Friday, February 6, 2026

Mean, Median and Mode With Python Examples

This post explains Mean, Median and Mode which are measures of central tendency and help to summarize the data. Here measure of central tendency is a value which identifies the middle position with in a set of data.

Here we'll look at how to calculate mean, median and mode and which one is more appropriate in the given scenario.

Mean

Mean, which is the arithmetic average is calculated by summing all the values in the data set divided by the number of values in the data set. If there are n values ranging from \(x_1, x_2, \dots, x_n \) then the mean \( \overline{x} \) (x bar) is calculated as:

$$ \bar{x} = \frac{x_1 + x_2 + \cdots + x_n} {n}$$

Using summation notation same thing can be written as:

$$ \bar{x} = \frac{1}{n} \sum_{i=1}^{n} x_i $$

For example, if we have a data set of 10 values as given below-

5, 8, 12, 15, 18, 20, 22, 25, 30, 35

Then the sum of the values is-

5 + 8 + 12 + 15 + 18 + 20 + 22 + 25 + 30 + 35 = 190

And the mean is \( \overline{x} \) = 190/10 = 19

Mean is a better choice when data is normally distributed.

When mean is not a better choice

Mean may not be a best choice when data is skewed as mean is sensitive to outliers. In skewed data, outliers (very high or low values) can drag the mean away from the center.

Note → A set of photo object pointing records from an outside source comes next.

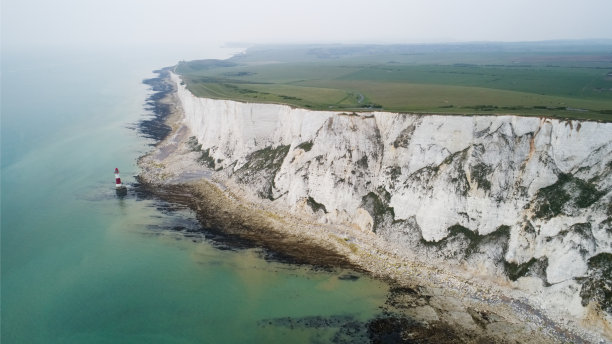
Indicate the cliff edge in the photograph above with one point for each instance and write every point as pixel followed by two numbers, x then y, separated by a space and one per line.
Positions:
pixel 519 203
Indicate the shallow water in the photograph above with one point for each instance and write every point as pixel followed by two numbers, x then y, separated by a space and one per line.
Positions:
pixel 81 265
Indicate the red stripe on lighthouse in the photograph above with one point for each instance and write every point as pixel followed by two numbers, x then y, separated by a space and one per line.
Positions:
pixel 117 179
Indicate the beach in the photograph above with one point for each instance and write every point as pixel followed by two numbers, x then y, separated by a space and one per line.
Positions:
pixel 467 308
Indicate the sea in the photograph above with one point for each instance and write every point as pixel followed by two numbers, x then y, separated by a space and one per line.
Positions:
pixel 82 264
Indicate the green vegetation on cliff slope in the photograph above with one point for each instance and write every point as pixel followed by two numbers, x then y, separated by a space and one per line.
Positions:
pixel 565 80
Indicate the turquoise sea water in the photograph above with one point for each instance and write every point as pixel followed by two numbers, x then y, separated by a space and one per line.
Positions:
pixel 80 265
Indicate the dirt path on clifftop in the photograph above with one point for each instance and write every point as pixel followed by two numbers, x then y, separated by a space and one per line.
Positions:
pixel 426 304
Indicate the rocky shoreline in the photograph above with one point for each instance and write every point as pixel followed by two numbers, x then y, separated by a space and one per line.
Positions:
pixel 427 304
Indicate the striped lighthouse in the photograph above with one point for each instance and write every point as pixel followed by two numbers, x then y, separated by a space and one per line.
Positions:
pixel 118 183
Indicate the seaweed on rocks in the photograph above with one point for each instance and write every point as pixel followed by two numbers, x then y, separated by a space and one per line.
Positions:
pixel 155 128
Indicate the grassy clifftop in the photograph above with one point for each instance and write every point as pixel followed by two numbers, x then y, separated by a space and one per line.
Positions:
pixel 565 80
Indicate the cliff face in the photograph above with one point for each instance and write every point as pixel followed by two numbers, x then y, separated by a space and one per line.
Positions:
pixel 523 199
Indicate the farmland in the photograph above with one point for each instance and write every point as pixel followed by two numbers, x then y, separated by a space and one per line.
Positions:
pixel 569 80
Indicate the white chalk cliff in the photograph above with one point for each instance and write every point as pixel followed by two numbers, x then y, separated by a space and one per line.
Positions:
pixel 519 198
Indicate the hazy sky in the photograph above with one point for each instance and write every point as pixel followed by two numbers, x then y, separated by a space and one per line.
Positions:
pixel 126 23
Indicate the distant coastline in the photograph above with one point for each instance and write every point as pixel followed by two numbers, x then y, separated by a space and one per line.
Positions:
pixel 221 204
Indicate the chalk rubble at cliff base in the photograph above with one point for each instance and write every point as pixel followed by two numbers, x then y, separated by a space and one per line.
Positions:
pixel 509 205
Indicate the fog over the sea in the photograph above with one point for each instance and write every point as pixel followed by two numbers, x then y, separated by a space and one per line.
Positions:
pixel 80 24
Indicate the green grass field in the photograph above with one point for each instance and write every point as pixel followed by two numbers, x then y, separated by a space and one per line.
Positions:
pixel 565 80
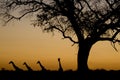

For example, if values are- 10, 12, 13, 14, 15, 100

Then the mean is- 164/6 = 27.33

As you can see mean is pulled away from the center because of one extreme value 100. In such cases median is better option.

Median

Median is the middle value in an ordered (ascending or descending) set of data. Formula for median is as given below-

  1. If the dataset has an odd number of values, it is the middle value. $$\left(\frac{n+1}{2}\right)^\text{th}\text{value} $$
  2. If the dataset has an even number of values, it is the average of the two middle values. $$ \text{Median} = \frac{\left(\frac{n}{2}\right)^\text{th}\text{value} + \left(\left(\frac{n}{2}\right)+1\right)^\text{th}\text{value}}{2} $$

For example, in order to calculate median for

5, 15, 18, 20, 22, 35, 8, 12, 25, 30

First sort them in ascending order-

5, 8, 12, 15, 18, 20, 22, 25, 30, 35

Number of values is 10 (even) so the median is-

\(\frac{\left(\frac{10}{2}\right)\text{th value} + \left(\left(\frac{10}{2}\right)+1\right)\text{th value}}{2} = \frac{5^{\text{th}} \text{ value} + 6^{\text{th}} \text{ value}}{2} \) = (18+20)/2 = 19

So, the median of the dataset is 19.

Median responds well to the skewed data

Earlier we have seen that the mean is sensitive to the outliers whereas median doesn't vary.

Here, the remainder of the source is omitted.